The use of electrically self-heated resistors, hot wires, and hot films as thermal anemometer transducers is well known in the prior art. In such devices, a heated resistive element serves as a sensing element, and its physical geometry is used to define its spatial response to impinging airflow. The sensing transducer has a non-zero temperature coefficient of resistance and is maintained at feedback-controlled constant resistance. Transducer element pairs are used to determine direction and in some cases they are used to determine both speed and direction.
In a well-executed paired-element directional thermal anemometer, where speed and direction are both differentially read out, advantage is taken of common-mode rejection of unwanted spurious input signals such as those caused by rain, snow, drizzle, fog, salt accretion and the like. Examples of such anemometers are those made in accordance with the teachings of U.S. Pat. Nos. 4,279,147 and 4,794,795.
Earlier directional anemometers, such as those taught by U.S. Pat. Nos. 3,352,154, 3,900,819, 4,024,761, and 4,206,638, use single-ended thermal anemometer sensing element pairs where the velocity or speed component is taken as the sum of the element signals with respect to ground, and direction sign sense information is taken as the difference signal between the elements.
A somewhat different approach is disclosed by U.S. Pat. No. 3,498,127, wherein an orthogonal set of paired sensing elements is used to drive a cathode ray indicator displaying speed and direction.
Multi-component thermal anemometers are generally used outdoors in unattended or isolated locations and are openly exposed to the surrounding environment. In time they may accumulate dirt and their performance can deteriorate unless routine periodic cleaning is employed or naturally occurring rainfall cleanses the anemometer. Often, they are operated where varying amounts of oil fog and unburned hydrocarbon vapors are present, as at airports, offshore drilling platforms, near power plants, and near ship and naval vessel exhaust stacks. Regardless of configuration, and how the element pairs are used, dirt and oil vapor accumulation adversely affects anemometer calibration and, in the long term, measured component wind speed will decrease as anemometer sensitivity becomes impaired, while wind direction sensing is little affected. The differential paired-element anemometers ('147 and '795) provide a composite wind speed and direction component output and see little if any change in direction sensing precision since dirt and oil accumulation is random, is fairly uniform, and occurs as a common-mode phenomenon. Wind component magnitude output is decreased as the elements become coated, while element cosine response is virtually unchanged. The single-ended element pairs ('154 . . . '638) will see a more drastic change in sensitivity since their wind speed output is taken as the sum of two element signals for each component.

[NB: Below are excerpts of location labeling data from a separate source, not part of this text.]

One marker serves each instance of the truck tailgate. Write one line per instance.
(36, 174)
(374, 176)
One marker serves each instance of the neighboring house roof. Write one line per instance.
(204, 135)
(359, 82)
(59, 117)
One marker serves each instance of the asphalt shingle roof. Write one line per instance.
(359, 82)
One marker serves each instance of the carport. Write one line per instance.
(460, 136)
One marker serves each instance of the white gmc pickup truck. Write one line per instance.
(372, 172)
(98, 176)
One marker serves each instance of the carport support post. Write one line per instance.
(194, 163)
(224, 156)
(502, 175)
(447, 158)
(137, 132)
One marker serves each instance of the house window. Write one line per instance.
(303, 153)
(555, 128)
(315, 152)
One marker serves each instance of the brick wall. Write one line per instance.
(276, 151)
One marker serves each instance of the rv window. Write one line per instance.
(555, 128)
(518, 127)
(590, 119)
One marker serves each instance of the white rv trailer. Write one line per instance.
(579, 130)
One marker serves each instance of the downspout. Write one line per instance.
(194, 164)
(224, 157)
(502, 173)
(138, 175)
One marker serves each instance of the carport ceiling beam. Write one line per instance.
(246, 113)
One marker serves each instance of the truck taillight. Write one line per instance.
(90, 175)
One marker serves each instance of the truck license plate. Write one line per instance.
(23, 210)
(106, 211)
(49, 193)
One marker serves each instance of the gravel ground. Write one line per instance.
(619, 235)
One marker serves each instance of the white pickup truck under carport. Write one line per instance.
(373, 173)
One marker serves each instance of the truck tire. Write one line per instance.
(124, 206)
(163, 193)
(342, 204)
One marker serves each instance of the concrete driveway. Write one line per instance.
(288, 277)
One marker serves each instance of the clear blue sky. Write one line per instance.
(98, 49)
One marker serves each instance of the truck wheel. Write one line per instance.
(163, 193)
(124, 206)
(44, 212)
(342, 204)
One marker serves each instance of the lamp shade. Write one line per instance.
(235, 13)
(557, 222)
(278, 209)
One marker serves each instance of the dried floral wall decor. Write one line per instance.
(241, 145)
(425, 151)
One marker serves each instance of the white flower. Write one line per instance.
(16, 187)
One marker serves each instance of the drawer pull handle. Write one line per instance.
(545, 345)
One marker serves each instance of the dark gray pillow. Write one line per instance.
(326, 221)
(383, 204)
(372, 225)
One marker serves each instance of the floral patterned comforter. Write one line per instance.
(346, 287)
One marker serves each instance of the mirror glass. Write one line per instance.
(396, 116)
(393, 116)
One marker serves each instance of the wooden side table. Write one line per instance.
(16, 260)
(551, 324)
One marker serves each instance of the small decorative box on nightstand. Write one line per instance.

Historically, the weather services of the World use wind data in polar form (rho-theta) for wind speed and wind direction, and most mechanical and electromechanical wind sets are configured accordingly. World-wide gathering and transmission of wind data is also handled in polar form. For thermal anemometer planar wind measurement, two components are customarily sensed, indicating North-South and East-West wind, or headwind and crosswind. Generally, wind direction, theta, is determined from two thermal anemometer orthogonal components by computing the cotangent or tangent function, and the magnitude of the wind resultant, rho, is taken as the square root of the sum of the squares of the orthogonal components. Interfacing with position synchro repeater type indicators is facilitated by the use of three sets of element pairs oriented in a wye or delta configuration in the horizontal plane. Appropriate signal conditioning can provide simulated transmitter synchro signals by using suppressed carrier modulation. Alternatively, a Scott transformation can be used for coordinate conversion from modulated two-phase, sine and cosine, to modulated three-phase components.